おふざけのつもりか? だが簡単な事だ。志賀を探し出して、軽くこづく振りをすればいい。


どうせこいつらは高等クラスには入れないんだ。とりあえず言うことを聞く振りをする。


上を見上げ、電子大時計を見ると、時刻は8時20分・・・。今の時間帯なら志賀は教室にいるはず。


僕は自分のクラスの教室の方へ駆けた。僕と志賀が所属しているのは、高等クラス158名の中から更に、上位20名の優秀な人間が選抜されたクラス、特別クラス。


教室にたどり着き、開けて中を見ると、志賀がいない。


くそ! 何処行ったあいつ、こんな時に。


「なぁ、志賀が何処行ったか知らないか・・・」


息を切らしながら、教室にいる女子生徒に聞いた。


「え? 志賀君ならさっき、女の子からメールきたって言って、出て行ったけど。レストルームにいるんじゃない?」


レストルームか!


「ありがとう!」そう言ってまた駆け出した。


レストルームは全室解放されていて、どのクラスの人間でも出入りできる簡易休憩所だ。


僕はエスカレーターを駆け下りた。


1Fに降りて、ホールを走りながら2Fを見上げると、大槻未来が上から手を振っていた。


二本指を立てている。あと2分ってことか。


僕はレストルームに着くと、声を上げた。一つ一つ部屋を覗いていく時間はない。


「志賀! 用がある! どこだ!」


少し間を開けて、右から3番目の部屋から「なんだ? 塩海、どしたよ」と志賀がひょこっと顔を覗かせた。


僕は小走りで近づくとお腹をぽんっと軽く、叩いた。


「探したよ。志賀」


「ん? ああ・・・」


力の加減は指示されてないからな。これでOKだろ。


携帯のバイブ音が鳴る。出ると大槻の声がした。


「あと30秒ですよ~」


「ちゃんと指示通りにしたよ」


「・・・・・」


「もう・・・いいだろ、ちょっと君と話がしたいんだ・・・」


「では、追加命令です。ガチで殴ってください」


「そんなっ・・・無茶な!」


「あと10秒です」


く・・・くそぉ。志賀・・・すまん。僕が一等研究員になったら、必ずお前を研究室に呼んでやる。
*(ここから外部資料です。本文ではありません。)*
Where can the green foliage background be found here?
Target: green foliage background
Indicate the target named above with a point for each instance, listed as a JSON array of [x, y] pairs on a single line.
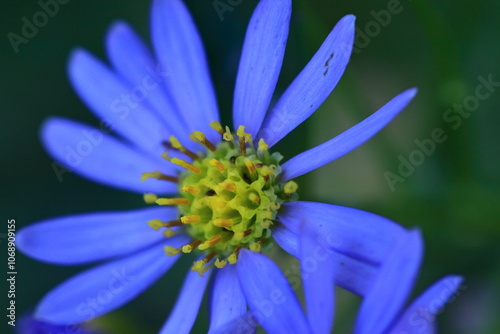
[[453, 196]]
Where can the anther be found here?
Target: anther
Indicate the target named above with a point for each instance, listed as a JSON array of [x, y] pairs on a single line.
[[190, 219], [198, 136], [211, 242], [172, 201], [217, 164], [189, 247], [158, 175], [177, 145], [186, 165]]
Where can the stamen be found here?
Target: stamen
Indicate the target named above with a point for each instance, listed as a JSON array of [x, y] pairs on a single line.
[[211, 242], [217, 127], [190, 219], [186, 165], [177, 145], [217, 164], [198, 136], [189, 247], [158, 175], [223, 222], [150, 198], [191, 190], [172, 201]]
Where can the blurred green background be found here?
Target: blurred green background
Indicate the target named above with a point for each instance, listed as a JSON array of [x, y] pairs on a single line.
[[453, 196]]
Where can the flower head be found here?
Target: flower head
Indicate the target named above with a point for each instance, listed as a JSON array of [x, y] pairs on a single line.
[[234, 195]]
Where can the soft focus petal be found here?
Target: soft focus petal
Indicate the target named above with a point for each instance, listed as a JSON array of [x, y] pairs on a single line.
[[182, 317], [133, 61], [350, 274], [104, 288], [116, 103], [358, 234], [420, 315], [91, 237], [269, 295], [313, 85], [317, 267], [227, 301], [180, 52], [392, 285], [101, 158], [346, 141], [260, 63]]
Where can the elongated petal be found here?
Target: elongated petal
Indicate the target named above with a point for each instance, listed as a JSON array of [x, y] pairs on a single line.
[[269, 295], [104, 288], [350, 274], [133, 61], [180, 52], [93, 154], [260, 62], [358, 234], [392, 286], [227, 301], [244, 324], [317, 267], [188, 303], [347, 140], [92, 237], [420, 315], [313, 85], [115, 103]]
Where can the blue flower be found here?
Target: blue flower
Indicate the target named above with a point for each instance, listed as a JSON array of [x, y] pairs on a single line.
[[274, 305], [234, 195]]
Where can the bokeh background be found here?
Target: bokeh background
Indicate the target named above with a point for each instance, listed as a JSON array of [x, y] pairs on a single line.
[[453, 196]]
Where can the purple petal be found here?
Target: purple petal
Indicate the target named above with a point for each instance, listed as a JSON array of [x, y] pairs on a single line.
[[420, 316], [358, 234], [227, 301], [346, 141], [117, 104], [260, 63], [313, 85], [186, 308], [92, 237], [269, 295], [105, 288], [180, 52], [317, 267], [95, 155], [392, 286], [350, 274], [133, 61]]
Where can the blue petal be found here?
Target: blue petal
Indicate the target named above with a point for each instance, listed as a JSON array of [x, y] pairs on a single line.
[[260, 63], [101, 158], [313, 85], [116, 103], [180, 51], [227, 301], [244, 324], [346, 141], [350, 274], [133, 61], [92, 237], [269, 295], [392, 286], [105, 288], [358, 234], [420, 316], [188, 303], [317, 267]]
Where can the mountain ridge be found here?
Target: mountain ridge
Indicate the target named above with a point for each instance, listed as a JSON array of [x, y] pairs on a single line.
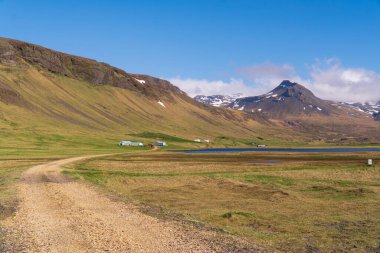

僕は力の限り、志賀のお腹をおもいっきり、殴った。お腹にめり込む感触と共に、志賀はその場にひざをついた。


「っ・・・おま・・・なにす・・」


「志賀、すまん。後で説明するから、殴った事、先生たちには黙っててくれ」


「説明・・・するっておまえ・・・いきなり・・・」


「すまん!」と言って僕はその場から走リ去った。あの女、大槻未来の元へと急いで向かった。


2Fに上がると大槻は校内の2Fホールに置かれたベンチに座って、ジュースの飲み口にストローを入れてチューチューと吸っている。